Hafnarstræti 18, 600 Akureyri, third floor apartment 3B. A five-story concrete building constructed in 1965, renovated in 2005. Main entrance has a coded lock; code is 1965. Elevator and stairwell access available. Limited street parking, nearby parking lot available 50 meters away. Building equipped with smoke detectors and fire extinguishers. Current conditions: 8°C, overcast, moderate wind. GPS coordinates: 65.6822° N, 18.0915° W. Nearest landmark: Akureyri Art Museum.
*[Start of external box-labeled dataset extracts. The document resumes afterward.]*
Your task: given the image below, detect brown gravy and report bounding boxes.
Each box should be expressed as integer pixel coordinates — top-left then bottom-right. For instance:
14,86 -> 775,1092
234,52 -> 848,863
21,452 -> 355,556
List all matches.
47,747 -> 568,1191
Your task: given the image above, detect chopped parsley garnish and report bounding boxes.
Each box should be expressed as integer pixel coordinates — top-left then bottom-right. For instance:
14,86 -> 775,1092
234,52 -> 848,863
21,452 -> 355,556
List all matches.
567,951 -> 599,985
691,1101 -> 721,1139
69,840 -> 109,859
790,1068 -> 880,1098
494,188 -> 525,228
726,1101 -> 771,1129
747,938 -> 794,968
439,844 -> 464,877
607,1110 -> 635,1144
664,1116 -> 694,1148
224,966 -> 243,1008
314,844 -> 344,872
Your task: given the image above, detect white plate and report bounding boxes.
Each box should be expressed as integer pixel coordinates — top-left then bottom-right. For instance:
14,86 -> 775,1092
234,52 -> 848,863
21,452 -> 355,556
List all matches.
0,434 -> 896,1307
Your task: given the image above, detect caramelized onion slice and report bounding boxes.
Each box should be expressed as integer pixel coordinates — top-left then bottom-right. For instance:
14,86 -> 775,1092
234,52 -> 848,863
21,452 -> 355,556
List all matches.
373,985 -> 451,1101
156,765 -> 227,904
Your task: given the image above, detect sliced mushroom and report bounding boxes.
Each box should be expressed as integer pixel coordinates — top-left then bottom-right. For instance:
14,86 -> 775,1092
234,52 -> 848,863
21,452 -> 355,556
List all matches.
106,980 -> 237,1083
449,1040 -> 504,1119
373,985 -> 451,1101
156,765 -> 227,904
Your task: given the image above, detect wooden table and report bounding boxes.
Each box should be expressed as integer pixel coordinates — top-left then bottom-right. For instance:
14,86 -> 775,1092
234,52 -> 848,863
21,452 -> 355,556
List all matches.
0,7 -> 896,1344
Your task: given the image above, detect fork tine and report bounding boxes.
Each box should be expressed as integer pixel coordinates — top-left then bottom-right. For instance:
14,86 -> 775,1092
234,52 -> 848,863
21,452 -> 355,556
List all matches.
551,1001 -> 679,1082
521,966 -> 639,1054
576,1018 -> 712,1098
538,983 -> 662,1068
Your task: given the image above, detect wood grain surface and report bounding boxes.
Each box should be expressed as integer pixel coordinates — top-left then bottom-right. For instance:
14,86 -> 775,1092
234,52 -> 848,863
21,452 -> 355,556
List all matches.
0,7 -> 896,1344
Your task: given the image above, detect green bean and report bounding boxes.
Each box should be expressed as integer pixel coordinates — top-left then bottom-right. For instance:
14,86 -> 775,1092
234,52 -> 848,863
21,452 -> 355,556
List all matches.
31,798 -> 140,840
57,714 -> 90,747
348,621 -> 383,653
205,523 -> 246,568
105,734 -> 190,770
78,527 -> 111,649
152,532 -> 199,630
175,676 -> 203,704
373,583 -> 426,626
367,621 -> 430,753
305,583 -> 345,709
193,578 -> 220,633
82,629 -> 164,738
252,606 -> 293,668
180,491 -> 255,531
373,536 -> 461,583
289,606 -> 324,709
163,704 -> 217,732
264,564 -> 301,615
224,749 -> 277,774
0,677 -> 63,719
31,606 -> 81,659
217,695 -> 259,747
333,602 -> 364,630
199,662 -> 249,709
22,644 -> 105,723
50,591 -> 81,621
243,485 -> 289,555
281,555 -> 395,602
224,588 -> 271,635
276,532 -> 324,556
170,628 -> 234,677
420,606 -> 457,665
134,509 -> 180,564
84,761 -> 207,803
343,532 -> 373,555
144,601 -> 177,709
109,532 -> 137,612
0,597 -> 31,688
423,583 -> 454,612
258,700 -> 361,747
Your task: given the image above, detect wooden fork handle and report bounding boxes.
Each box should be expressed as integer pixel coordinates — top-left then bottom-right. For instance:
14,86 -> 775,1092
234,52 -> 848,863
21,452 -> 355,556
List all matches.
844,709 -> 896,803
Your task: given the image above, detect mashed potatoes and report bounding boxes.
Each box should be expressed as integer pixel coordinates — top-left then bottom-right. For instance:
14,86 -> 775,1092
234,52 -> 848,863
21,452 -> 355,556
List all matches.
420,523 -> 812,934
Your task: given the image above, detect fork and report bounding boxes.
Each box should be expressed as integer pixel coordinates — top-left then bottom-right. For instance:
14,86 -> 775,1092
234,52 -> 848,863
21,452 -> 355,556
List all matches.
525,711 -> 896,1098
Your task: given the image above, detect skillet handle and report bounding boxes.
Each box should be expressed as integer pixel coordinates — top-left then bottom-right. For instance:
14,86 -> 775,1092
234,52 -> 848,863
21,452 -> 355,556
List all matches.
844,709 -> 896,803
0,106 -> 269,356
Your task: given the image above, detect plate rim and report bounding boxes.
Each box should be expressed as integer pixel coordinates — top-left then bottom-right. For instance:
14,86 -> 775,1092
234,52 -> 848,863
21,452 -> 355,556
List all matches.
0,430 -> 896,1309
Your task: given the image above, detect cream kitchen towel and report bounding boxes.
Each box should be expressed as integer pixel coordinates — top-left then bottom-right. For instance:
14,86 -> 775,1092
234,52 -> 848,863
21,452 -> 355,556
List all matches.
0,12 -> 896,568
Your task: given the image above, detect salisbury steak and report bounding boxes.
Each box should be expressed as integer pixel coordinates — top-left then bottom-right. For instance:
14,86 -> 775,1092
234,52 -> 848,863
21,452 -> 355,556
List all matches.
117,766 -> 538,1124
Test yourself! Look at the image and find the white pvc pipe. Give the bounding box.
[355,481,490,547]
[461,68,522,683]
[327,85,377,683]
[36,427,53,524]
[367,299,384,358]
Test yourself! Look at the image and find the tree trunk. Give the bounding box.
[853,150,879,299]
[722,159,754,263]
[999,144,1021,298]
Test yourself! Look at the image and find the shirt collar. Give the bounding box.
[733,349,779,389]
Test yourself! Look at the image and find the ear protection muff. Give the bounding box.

68-year-old male, experiencing severe shortness of breath. Primary symptoms: Marked dyspnea, wheezing, productive cough with yellowish sputum, chest tightness. Patient is alert but anxious. Secondary symptoms: Mild cyanosis around lips, increased respiratory rate. Patient sitting upright on the edge of the bed. Medical history: COPD diagnosed 5 years ago, hypertension, history of smoking (30 pack-years). Medications: Salbutamol inhaler (as needed), Fluticasone/Salmeterol inhaler (2 puffs twice daily), Lisinopril 10mg daily. Allergies: Penicillin. Last meal was a light lunch at 13:00.
Timeline: 1400 hours: Patient began experiencing mild shortness of breath 1430 hours: Symptoms worsened, with increased wheezing and cough 1500 hours: Patient used his salbutamol inhaler with minimal relief 1515 hours: Patient called his son for help 1520 hours: Son arrived and called emergency services 1522 hours: Current time, patient is still experiencing severe respiratory distress. Prior Events: Patient reports a recent upper respiratory infection 3 days ago, which he thought was improving. He has been using his inhalers as prescribed. No recent hospitalizations or significant changes in his medical condition. Patient lives alone, but his son lives nearby.
Initial Impression: Acute Exacerbation of COPD Justification for F2 Classification: - Patient has a history of COPD and is presenting with acute respiratory distress. - Symptoms include marked dyspnea, wheezing, and productive cough, indicating a significant respiratory compromise. - Mild cyanosis suggests possible hypoxemia. - Time-sensitive condition requiring prompt medical intervention. Differential Diagnoses: 1. Acute Exacerbation of COPD (high probability) 2. Pneumonia (possible, given recent respiratory infection) 3. Pulmonary Embolism (less likely, no chest pain) 4. Acute Heart Failure (less likely, no history of heart failure) Required Actions: - Dispatch of ground EMS with ALS capabilities. - Oxygen therapy initiation. - Bronchodilator administration. - Preparation for transport to nearest hospital with respiratory support.